Anche per lui arriva presto il fascismo, gli studi e la laurea in legge a Bologna, poi l’opzione per il Reich, l’arruolamento nella Wehrmacht, il fronte russo, la mutilazione, il ritorno a casa e l’avvio di una lunga carriera politica da protagonista.
Dopo i primi passi nel consiglio comunale di Bolzano e nelle vesti di vicesindaco del capoluogo, guida la Volkspartei dal 1957 al 1991 e la giunta provinciale dal 1960 al 1989. Sono gli anni del lungo confronto sulle sorti dell’Alto Adige, che i Quattro Grandi vincitori della guerra avevano voluto restasse assegnato all’Italia, ma in una cornice ben diversa da quella disegnata dalla sopraffazione fascista.
Ed è proprio nel contribuire a disegnare questa cornice, e cioè i caratteri dell’autonomia provinciale, che il ruolo di Magnago è stato centrale. In questo percorso, due sono i momenti ben impressi nella memoria collettiva dei sudtirolesi, con Magnago quale indiscusso protagonista. Il primo è quello del 17 novembre 1957, quando più di 30.000 sudtirolesi provenienti da tutta la provincia si ritrovano a Castel Firmiano per gridare la propria insoddisfazione verso il primo Statuto di autonomia che, mettendo al centro la Regione e assegnandone le chiavi a Trento, era visto più come un mezzo per la prosecuzione della vecchia politica di snazionalizzazione che come strumento di garanzia della popolazione di lingua tedesca. È in quell’occasione che Magnago, al suono del “Los von Trient”, si impone definitivamente come la nuova guida del partito, segnando il tramonto della vecchia leadership dell’Svp considerata troppo debole e rinunciataria. E’ una dimostrazione di forza che costringe Roma alle trattative, ma è anche una valvola di sfogo di tensioni accumulatesi pericolosamente negli anni precedenti.

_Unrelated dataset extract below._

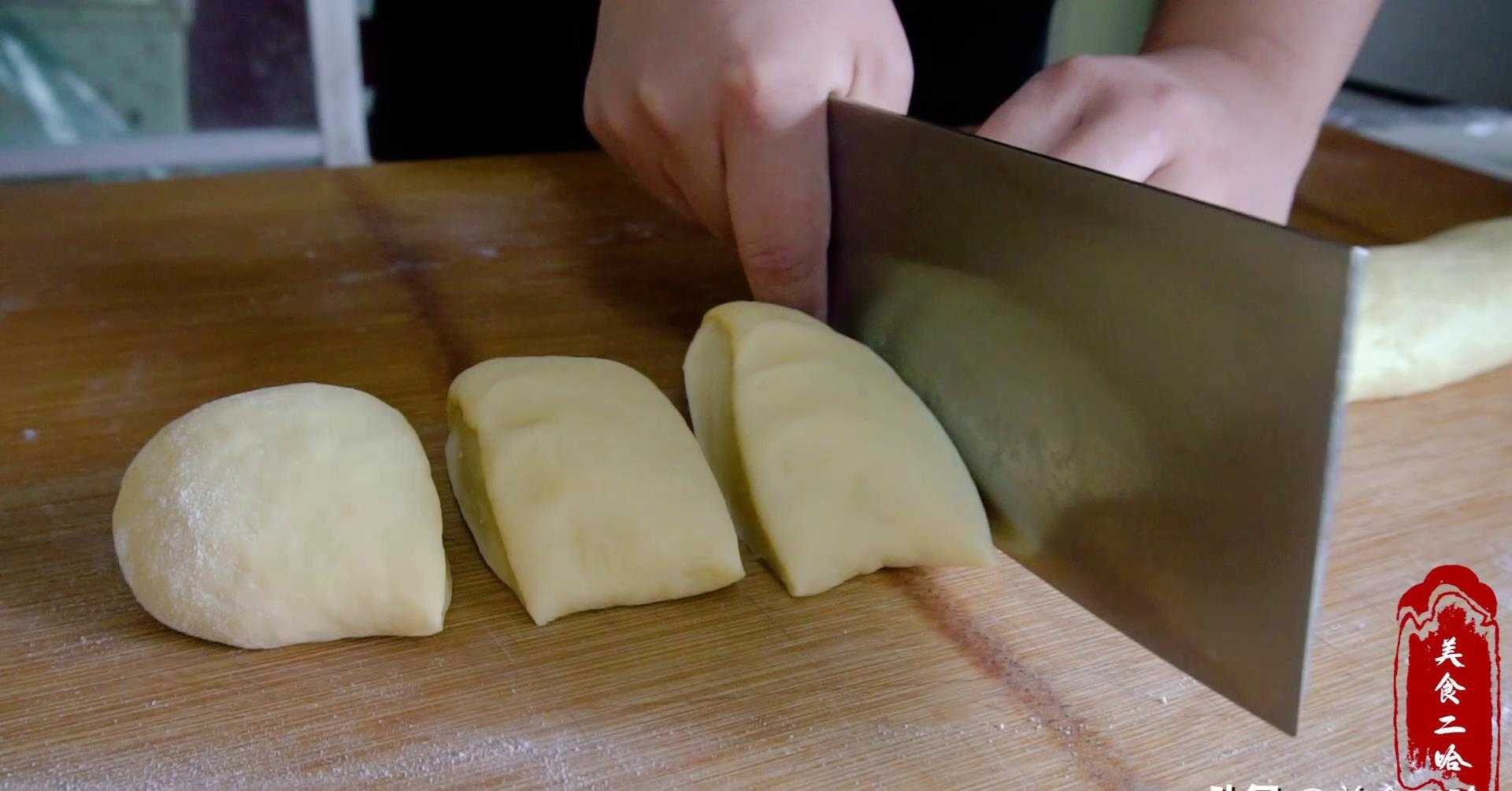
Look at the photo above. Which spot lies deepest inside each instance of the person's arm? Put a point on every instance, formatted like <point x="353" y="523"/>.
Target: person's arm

Il secondo momento è la notte del 22 novembre 1969, quando il carisma di Magnago risulta decisivo nel far approvare dal congresso dell’Svp, seppure a stretta maggioranza, il Pacchetto di misure a tutela della minoranza, che avrebbe costituito il secondo Statuto di autonomia. Con il passare degli anni, questi due momenti, il 1957 e il 1969, hanno assunto un carattere mitico nel racconto della recente storia del Sudtirolo. Ma è forse in ciò che sta in mezzo a quelle due date che va ricercato il merito maggiore di Magnago, ovvero quello di aver condotto un lungo, difficile, ostinato confronto con Roma, capace, grazie a entrambi gli interlocutori, di approdare a un esito positivo, nonostante le iniziali incomprensioni, le tensioni e le bombe.
Nel 1992 Magnago lascia la guida del partito e lo stesso anno, con il rilascio della quietanza liberatoria, si chiude davanti all’Onu la lunga vertenza sudtirolese. E’ il “secolo breve” che finisce, anche in Alto Adige, con una perfetta coincidenza tra la storia mondiale, la piccola storia locale e la vicenda politica di Magnago.
Oggi le problematiche che si presentano al mondo politico sono molto diverse da quelle con cui Magnago si è dovuto confrontare. Lui ha lavorato all’interno di un’ottica novecentesca, per costruire un modello di convivenza di gruppi linguistici (anzi, etnici) ben distinti e separati, dai confini facilmente tracciabili. Un modello che ci ha consentito di giungere pacificamente alla realtà odierna, profondamente diversa, con una società dai confini più labili, da cui provengono richieste nuove, come quella di una maggiore integrazione, e nuove sfide, come l’immigrazione.
Le prove che Magnago ha saputo affrontare sono state tutt’altro che facili, ma quelle che attendono l’attuale e la futura classe politica non saranno da meno.